Marks’ın; “”Şimdiye kadarki bütün toplumların tarihi, sınıf savaşımları tarihidir.” saptaması doğrultusunda baktığımızda baskıların, şiddetin, yasakların, savaşların hatta dönemsel olarak barışın bile yöneten ve sömüren sınıfın iktidarı için yapılırken, özgürlük, eşitlik, sömürünün ortadan kaldırılması, bilimin öncelenmesi, sınırların ortadan kaldırılması savaşımının da işçi sınıfı için yapılmaktadır… insanlık tarihi boyunca yapılan savaşlar, barışlar, öncesine göre ilerici (bugün için gerici) değişim ve dönüşümler hem topluluk/ ülke içinde iktidar, hem de o topluluğun/ ülkenin diğer topum ve ülkelere üstünlük sağlaması için gerçekleştiğini söylemek abartı değildir sanırım…

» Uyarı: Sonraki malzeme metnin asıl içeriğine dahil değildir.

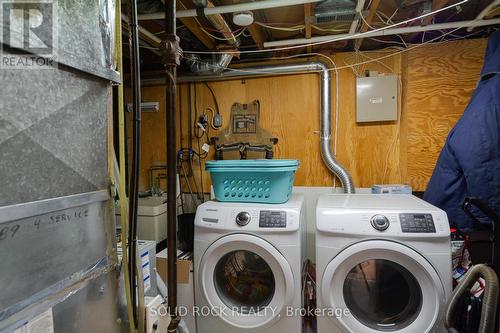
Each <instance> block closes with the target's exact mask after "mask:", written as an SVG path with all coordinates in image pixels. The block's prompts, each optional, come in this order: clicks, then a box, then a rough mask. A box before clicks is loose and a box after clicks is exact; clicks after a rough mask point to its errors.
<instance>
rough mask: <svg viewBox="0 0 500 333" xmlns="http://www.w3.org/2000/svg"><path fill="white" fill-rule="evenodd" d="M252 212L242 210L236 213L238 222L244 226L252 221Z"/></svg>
mask: <svg viewBox="0 0 500 333" xmlns="http://www.w3.org/2000/svg"><path fill="white" fill-rule="evenodd" d="M250 219H251V218H250V213H248V212H240V213H238V215H236V224H238V225H239V226H241V227H243V226H245V225H247V224H248V223H249V222H250Z"/></svg>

sömürünün sürdürülebilmesi, dar bir çıkar grubunun iktidarının ayakta kalabilmesi için insanların ve toplumun bilincini oluşturan tüm değerlerin, araçların, kurumların buna uygun olarak biçimlendirilip, konumlandırılması gerekiyor… sömüren ve yönetenler açasından ne insan, ne de toplum kendi haline bırakılamayacak önem ve değerdedir!! bu yüzden insanın/ toplumun neye, nasıl inanacağından, nerede hangi okula gideceğine, nasıl giyineceğinden nerede oturacağına, neyi okuyacağından nerede çalışacağına, kimi dost kimi düşman göreceğine kadar her şeyi, ama her şeyi belirler… ‘yasal’, geleneksel, ‘meşru’ yollarla belirleyemediği, karşı çıkışla karşılaştığı zaman da zor yolunu kullanır; ki eğer bu bir devletse ‘yasal olarak’ şiddet uygulama tekelini elinde tuttuğunu da unutmamak gerekiyor. (fakat bir soru sorarak; devlet şiddet uygulama tekelini kimler için, nasıl, ne zaman kullanmaktadır…?)

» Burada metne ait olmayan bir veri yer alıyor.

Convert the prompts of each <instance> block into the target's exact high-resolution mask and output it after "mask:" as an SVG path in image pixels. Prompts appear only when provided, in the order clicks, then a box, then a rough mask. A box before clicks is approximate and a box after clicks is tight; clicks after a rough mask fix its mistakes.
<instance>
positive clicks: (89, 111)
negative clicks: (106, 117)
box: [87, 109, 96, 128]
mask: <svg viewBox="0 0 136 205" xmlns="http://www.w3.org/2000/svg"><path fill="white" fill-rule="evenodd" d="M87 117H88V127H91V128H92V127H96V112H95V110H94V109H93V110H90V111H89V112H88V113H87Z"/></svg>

bu yüzden sömürüye ve sömürü düzenini ayakta tutan iktidarlara karşı verilen savaşımın yaşamın her alanında karşımıza çıktığını, bu savaşımın yaşamın her alanını kapsaması gerektiği açıktır… özünde egemen sömürü ve iktidar anlayışına karşı verilen her savaşım insanın birey olma, bireylerin toplum olma savaşımıdır. ‘sizin için iyi ve yararlı olanı biz biliyoruz’ diyen yönetenlere karşı bir yanıttır… bugün ülkemizde kadınların, emekçilerin, öğrencilerin, emeklilerin, çevrecilerin verdiği savaşım böyle bir yanıttır… İran’da Mahsa Amini’nin başörtüsünü uygun bağlamadığı için gördüğü şiddet sonucu öldürülmesiyle başlayan ve toplumun birçok kesimini içererek büyüyen eylemler rejime karşı bir yanıttır… İngiltere’de, Belçika’da, Fransa’da vd. ülkelerde emekçilerin ücret talebiyle birlikte konut talebini, sigorta talebini, ulaşım talebini vb. içeren eylemleri de benzer türde bir yanıttır…

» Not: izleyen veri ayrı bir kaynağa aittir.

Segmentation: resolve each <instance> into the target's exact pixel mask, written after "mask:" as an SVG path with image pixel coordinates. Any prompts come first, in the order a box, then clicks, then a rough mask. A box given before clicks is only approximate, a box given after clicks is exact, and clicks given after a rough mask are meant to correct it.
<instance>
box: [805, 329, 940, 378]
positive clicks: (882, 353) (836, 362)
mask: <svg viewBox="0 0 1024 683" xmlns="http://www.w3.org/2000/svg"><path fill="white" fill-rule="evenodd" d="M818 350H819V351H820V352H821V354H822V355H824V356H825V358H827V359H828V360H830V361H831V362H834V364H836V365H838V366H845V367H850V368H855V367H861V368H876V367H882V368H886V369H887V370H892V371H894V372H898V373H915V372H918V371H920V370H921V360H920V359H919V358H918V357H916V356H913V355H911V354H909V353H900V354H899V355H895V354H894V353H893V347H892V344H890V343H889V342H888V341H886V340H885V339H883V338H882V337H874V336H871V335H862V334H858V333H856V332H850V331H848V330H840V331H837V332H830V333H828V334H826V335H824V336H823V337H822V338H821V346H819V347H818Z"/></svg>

emekçilerin, çiftçilerin, işsizlerin, öğrencilerin, kadınların, LGBT+ bireylerin, işsizlerin nasıl yaşayacaklarından, nasıl inanacaklarına, neyi nasıl isteyeceklerine kadar tüm yaşamlarımızı kuşatan yazılı/ yazısız kurallar, yasalar, gelenekler, dinler vb. değerler büyük ölçüde baskı araçlarıdır… ülkemizde son yıllarda çokça duyduğumuz yoksulların şükretmesi, iş cinayetlerinin kader olduğu, muhaliflerin bölücü/ vatan hainliği yaptığı gibi söylemlerle birlikte emekçi eylemlerinde karşılarına kolluk gücünün dikilmesini, etkili olmazsa tutuklanmalarını bu kapsamda düşünmek gerektiği kanısındayım… hatta kendilerini bu düzenin efendileri olarak görenlerin kendi kurallarına bile uymamalarını, kendi sözlerine aykırı işler yapmalarını da aynı kapsamda değerlendirmek gerekir…

tüm bunlara rağmen yeryüzünde hiçbir kültürde, hiçbir toplumda, hiçbir inançta, hiçbir ideolojide reddedilemeyen değerler var… kapitalist düzenin ve bu düzeni koruma ve kollama işini gönüllü olarak yapan iktidarların bizi çeşitli biçimlerde bölmesine, bizi bize düşman etmesine karşı bu değerler buluşma noktamız olabilir… kim olduğuna, inancına, ırkına, ülkesine, cinsiyetine bakmaksızın; kimseye zarar vermeyeceksin, kimseyi ezmeyeceksin, kimseyi yok saymayacaksın, kimsenin (ihtiyacı olan!) malını çalmayacaksın, kimsenin inancına karışmayacaksın, kimseye ‘ahlak’ (ve din) dayatmayacaksın vb. değer ve eylemler bugün yan yana gelemediğimiz birçok insanla bir arada durmamızı sağlayacaktır… bir de siyasi seçimi, inancı, ırkı, etnik kökeni, görünümü vb. nedenlerle kimseyi küçümsemeyeceksin…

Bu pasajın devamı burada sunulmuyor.